2 known bugs in glob, with affected versions, fixes and workarounds. Sourced from upstream issue trackers.
| Severity | Affected | Fixed in | Title | Status |
|---|
| Source |
|---|
| high | 11.0.0 | 11.1.0 | glob CLI: Command injection via -c/--cmd executes matches with shell:true ### Summary
The glob CLI contains a command injection vulnerability in its `-c/--cmd` option that allows arbitrary command execution when processing files with malicious names.
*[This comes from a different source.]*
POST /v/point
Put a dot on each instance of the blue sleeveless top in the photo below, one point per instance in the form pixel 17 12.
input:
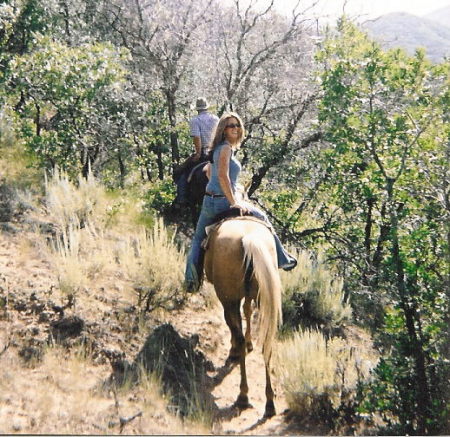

When `glob -c <command> <patterns>` is used, matched filenames are passed to a shell with `shell: true`, enabling shell metacharacters in filenames to trigger command injection and achieve arbitrary code execution under the user or CI account privileges.
### Details
**Root Cause:**
The vulnerability exists in `src/bin.mts:277` where the CLI collects glob matches and executes the supplied command using `foregroundChild()` with `shell: true`:
```javascript
stream.on('end', () => foregroundChild(cmd, matches, { shell: true }))
```
**Technical Flow:**
1. User runs `glob -c <command> <pattern>`
2. CLI finds files matching the pattern
3. Matched filenames are collected into an array
4. Command is executed with matched filenames as arguments using `shell: true`
5. Shell interprets metacharacters in filenames as command syntax
6. Malicious filenames execute arbitrary commands
**Affected Component:**
- **CLI Only:** The vulnerability affects only the command-line interface
- **Library Safe:** The core glob library API (`glob()`, `globSync()`, streams/iterators) is not affected
- **Shell Dependency:** Exploitation requires shell metacharacter support (primarily POSIX systems)
**Attack Surface:**
- Files with names containing shell metacharacters: `$()`, backticks, `;`, `&`, `|`, etc.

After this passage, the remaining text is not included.